Rett Syndrome

Diagnosis

The diagnosis of Rett syndrome entails thorough observation of your child’s growth and developmental patterns, alongside discussions about medical and family history. Typically, the diagnosis is contemplated upon the observation of decelerated head growth or regression in skills and developmental milestones.
To confirm a diagnosis of Rett syndrome, it’s essential to exclude other conditions presenting similar symptoms.

Assessing alternative factors contributing to the symptoms

Given the rarity of Rett syndrome, your child may undergo specific tests to discern whether other conditions could be responsible for overlapping symptoms. Some of these potential conditions include:

  • Cerebral palsy
  • Autism spectrum disorder
  • Additional genetic conditions
  • Visual or hearing impairments
  • Degenerative disorders: they are conditions that lead to the breakdown of the body or brain.
  • Brain damage prior to birth (prenatal)
  • Metabolic conditions, like PKU (Phenylketonuria)
  • Traumatic or infectious brain disorders

The testing your child needs will depend on the particular symptoms and indicators.

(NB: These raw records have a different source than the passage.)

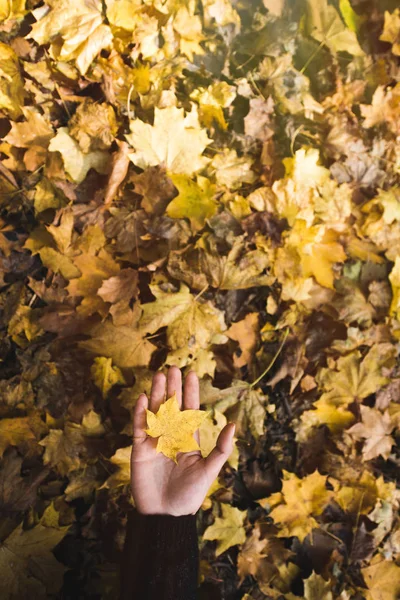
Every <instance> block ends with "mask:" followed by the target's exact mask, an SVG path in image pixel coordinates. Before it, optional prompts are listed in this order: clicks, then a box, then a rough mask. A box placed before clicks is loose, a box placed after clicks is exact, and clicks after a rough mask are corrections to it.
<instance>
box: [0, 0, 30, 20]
mask: <svg viewBox="0 0 400 600" xmlns="http://www.w3.org/2000/svg"><path fill="white" fill-rule="evenodd" d="M25 3H26V0H0V23H2V22H3V21H9V20H11V19H22V18H23V17H24V16H25V15H26V13H27V11H26V10H25Z"/></svg>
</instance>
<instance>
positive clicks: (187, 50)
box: [173, 6, 206, 62]
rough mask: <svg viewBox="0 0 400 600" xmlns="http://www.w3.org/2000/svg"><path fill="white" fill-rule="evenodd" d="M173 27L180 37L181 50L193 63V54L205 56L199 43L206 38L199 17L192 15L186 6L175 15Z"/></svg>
mask: <svg viewBox="0 0 400 600" xmlns="http://www.w3.org/2000/svg"><path fill="white" fill-rule="evenodd" d="M173 26H174V29H175V31H176V32H177V33H178V34H179V37H180V40H179V46H180V50H181V52H182V54H185V55H186V56H187V57H188V59H189V60H190V61H191V62H193V54H205V52H204V49H203V48H202V47H201V46H200V43H199V42H201V41H202V40H204V39H206V38H205V36H204V35H203V32H202V26H201V19H200V17H199V16H198V15H191V14H190V12H189V11H188V9H187V8H186V6H181V7H180V8H179V10H178V12H177V13H176V15H175V18H174V21H173Z"/></svg>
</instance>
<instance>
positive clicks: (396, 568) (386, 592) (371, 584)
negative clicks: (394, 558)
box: [361, 555, 400, 600]
mask: <svg viewBox="0 0 400 600" xmlns="http://www.w3.org/2000/svg"><path fill="white" fill-rule="evenodd" d="M361 573H362V575H363V577H364V581H365V583H366V584H367V587H368V592H367V594H368V595H367V600H397V599H398V597H399V594H400V567H399V566H398V565H397V564H396V563H395V562H394V561H392V560H384V559H383V557H382V556H379V555H376V556H374V558H373V559H372V561H371V564H370V565H369V566H368V567H365V568H364V569H361Z"/></svg>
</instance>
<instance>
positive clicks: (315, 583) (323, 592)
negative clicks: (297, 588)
mask: <svg viewBox="0 0 400 600" xmlns="http://www.w3.org/2000/svg"><path fill="white" fill-rule="evenodd" d="M330 588H331V583H330V582H329V581H325V579H324V578H323V577H321V575H317V573H315V572H313V573H311V575H310V577H307V579H305V580H304V599H305V600H333V595H332V592H331V589H330Z"/></svg>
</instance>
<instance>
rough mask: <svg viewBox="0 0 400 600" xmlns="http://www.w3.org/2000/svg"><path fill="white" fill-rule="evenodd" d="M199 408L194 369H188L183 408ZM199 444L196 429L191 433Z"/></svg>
mask: <svg viewBox="0 0 400 600" xmlns="http://www.w3.org/2000/svg"><path fill="white" fill-rule="evenodd" d="M199 408H200V384H199V378H198V376H197V373H196V371H189V373H188V374H187V375H186V377H185V383H184V391H183V410H189V409H190V410H198V409H199ZM193 437H194V439H195V440H196V442H197V443H198V444H199V445H200V435H199V430H198V429H197V430H196V431H195V432H194V434H193Z"/></svg>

Tests could consist of:

  • Blood examination
  • Urine examination
  • Auditory evaluations
  • Exams for eyes and vision
  • EEGs, or electroencephalograms, are measurements of brain activity.
  • Diagnostic procedures such as Computed Tomography (CT) or Magnetic Resonance Imaging (MRI) scans (computerized tomography)

Core symptoms

The diagnosis of classical Rett syndrome encompasses the following core symptoms, which may manifest between the ages of 6 and 18 months:

  • Repetitive, meaningless hand motions like wringing, squeezing, clapping, tapping, putting hands in the mouth, washing, and rubbing
  • A partial or total loss of spoken language
  • A partial or total loss of purposeful hand abilities
  • Walking issues, such as difficulty walking or incapacity to walk (or any combination of these)

Further symptoms that are characteristic of Rett syndrome may confirm the diagnosis.

The symptoms of atypical Rett syndrome are similar, albeit to differing degrees in severity, and there are subtle variations in the guidelines for diagnosis.

Genetic testing

If your child’s doctor suspects Rett syndrome following assessment, genetic testing (DNA analysis) may be necessary to validate the diagnosis. This procedure involves collecting a small blood sample from a vein in your child’s arm. The blood sample is then sent to a laboratory where the DNA is scrutinized for indications regarding the cause and severity of the disorder. Confirmatory testing for alterations in the MECP2 gene confirms the diagnosis. Genetic counseling can offer insights into gene mutations and their implications.

Treatment

Although there is no cure for Rett syndrome at present, treatments concentrate on symptom management and providing support. The goal of these interventions is to improve mobility, communication, and social interaction, ultimately enhancing the overall quality of life. As individuals with Rett syndrome age, the need for treatment and support continues, often remaining essential throughout their lives. Managing Rett syndrome requires a collaborative team effort.

Treatments beneficial for children and adults with Rett syndrome encompass:

  • Consistent health care. Symptom and health management may necessitate a multidisciplinary team. Physical alterations include scoliosis, gastrointestinal (GI) disorders, and cardiac issues require routine monitoring.
  • Prescription drugs. While there is no known treatment for Rett syndrome, some of its symptoms may be managed with the aid of medicine. Seizures, muscle stiffness, respiration, sleep, gastrointestinal (GI), or heart issues can all be treated with medication.
  • Treatment with physical therapy. Children with scoliosis or those in need of hand or joint support can benefit from physical therapy as well as the use of braces or casts. Physical treatment occasionally helps with maintaining mobility, establishing a good sitting posture, and enhancing flexibility, balance, and walking abilities. A wheelchair or other assistive device might be useful.
  • Occupational therapy. Occupational therapy holds promise in improving purposeful hand use for activities such as dressing and eating. Splints designed to restrict elbow or wrist movements may prove beneficial if repetitive arm and hand movements are problematic.
  • Language and speech treatment. A child’s life can be improved by speech-language therapy by teaching them nonverbal communication techniques and assisting them with social engagement.
  • Provision of nutrients. For healthy growth and for enhanced mental, physical, and social capacities, proper diet is crucial. It could be advised to follow a diet high in calories and balance. It’s crucial to use feeding techniques to avoid choking or vomiting. It might be necessary for some kids and adults to have their food through a gastrostomy, or tube inserted straight into the stomach.
  • Intervention based on behavior. Sleep disorders may improve with the adoption of healthy sleep habits and the implementation of treatments targeting problematic behaviors.
  • Assistance programs. Early intervention programs and services focusing on education, employment, and socialization can help integrate individuals with Rett syndrome into work, school, and social activities. Special accommodations may be provided to enable participation in these areas.